Bread Givers Metaphors and Similes

Bread Givers Metaphors and Similes

Under the bed

At one point, Reb is asked to move his sacred books under the bed to make more room for the person who rented the available room in the house. After a little persuasion, Reb agrees to move his books under the bed. Reb agreeing to that is a metaphor for weakness and for his willingness to do anything just to have more money.

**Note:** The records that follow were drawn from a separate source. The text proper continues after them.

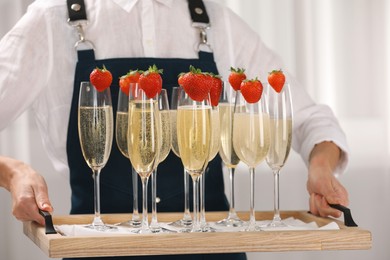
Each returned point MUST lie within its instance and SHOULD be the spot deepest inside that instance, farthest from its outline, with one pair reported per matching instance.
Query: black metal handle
(348, 220)
(49, 228)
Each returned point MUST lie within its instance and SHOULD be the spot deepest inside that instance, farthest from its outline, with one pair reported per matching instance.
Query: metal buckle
(203, 35)
(78, 25)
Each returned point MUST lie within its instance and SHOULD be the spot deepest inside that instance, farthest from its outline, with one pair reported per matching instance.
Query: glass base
(102, 227)
(131, 224)
(276, 224)
(230, 222)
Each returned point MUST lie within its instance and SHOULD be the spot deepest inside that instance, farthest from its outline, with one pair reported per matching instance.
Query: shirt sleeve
(24, 65)
(313, 123)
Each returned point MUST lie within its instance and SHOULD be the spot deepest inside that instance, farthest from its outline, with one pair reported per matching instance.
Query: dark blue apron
(115, 178)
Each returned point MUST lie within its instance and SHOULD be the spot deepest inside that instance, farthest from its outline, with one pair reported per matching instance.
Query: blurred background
(338, 50)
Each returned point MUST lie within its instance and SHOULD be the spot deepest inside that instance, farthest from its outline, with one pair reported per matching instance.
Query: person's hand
(323, 187)
(28, 190)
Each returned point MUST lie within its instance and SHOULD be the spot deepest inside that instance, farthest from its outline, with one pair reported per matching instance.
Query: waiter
(40, 61)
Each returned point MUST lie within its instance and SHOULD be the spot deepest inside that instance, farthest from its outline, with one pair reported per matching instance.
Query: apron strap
(76, 10)
(198, 12)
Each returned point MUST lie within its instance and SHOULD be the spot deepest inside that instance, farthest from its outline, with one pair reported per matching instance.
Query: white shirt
(38, 59)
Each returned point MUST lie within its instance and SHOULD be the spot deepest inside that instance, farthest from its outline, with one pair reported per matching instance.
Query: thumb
(42, 199)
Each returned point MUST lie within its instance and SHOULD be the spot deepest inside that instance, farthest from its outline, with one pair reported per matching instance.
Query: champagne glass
(166, 141)
(194, 138)
(281, 115)
(251, 141)
(95, 127)
(186, 221)
(226, 151)
(122, 115)
(143, 142)
(214, 148)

Metaphor for standing up against oppression

When Reb punches the collector lady, his actions are hailed as being revolutionary. Against all odds, the event made Reb more popular and made his neighbors love him and respect him, a clear contrast with the way they treated Reb and the rest of the family before. Thus, Reb punching the collector lady is seen here as a metaphor for rebelling against the oppressive society that makes life hard for the normal, hard-working class.

Metaphor for confinement

The women in the novel are oppressed both by society and by the males in their lives. They are not allowed to decide what they want to do with their lives, who they want to marry and where they want to go so in the novel there are metaphors to suggest this type of confinement. Marriage is the first metaphor used and it implies that a woman must always submit to her husband’s wishes, no matter the circumstance. The second metaphor is the small room Sara rented for herself after leaving her parents and it is used to suggest how society imposes all these limitations on women and how it stops them from reaching their potential.

In the gutter

Towards the end of the novel, Sara and Hugo stumble upon Reb in a gutter, ill and selling gum to make a living. The state in which Sara finds Reb is important because it has a metaphorical value. The gutter stands for Reb’s soul, degraded by greed and blinded by hate. Reb has to suffer because of the way his soul ended up to be and he sunk lower than anyone else. The fact that Reb is lying in the gutter thus is a metaphor for the degraded state in which Reb ended up and for his inability to become a better person.

Just like God

When Reb talks about the roles women have, he puts himself above them, saying that only men have the privilege of learning about the Torah and other sacred texts. For him, women are not worthy enough to study or to do anything else than just to work physically to provide for their men and make sure that they live comfortably. In this sense, Reb compares himself to a God who is worshiped by everyone and adored. But instead of being served by everyone, the only people willing to care for him are his family members who do it not because they want to but because they are forced to.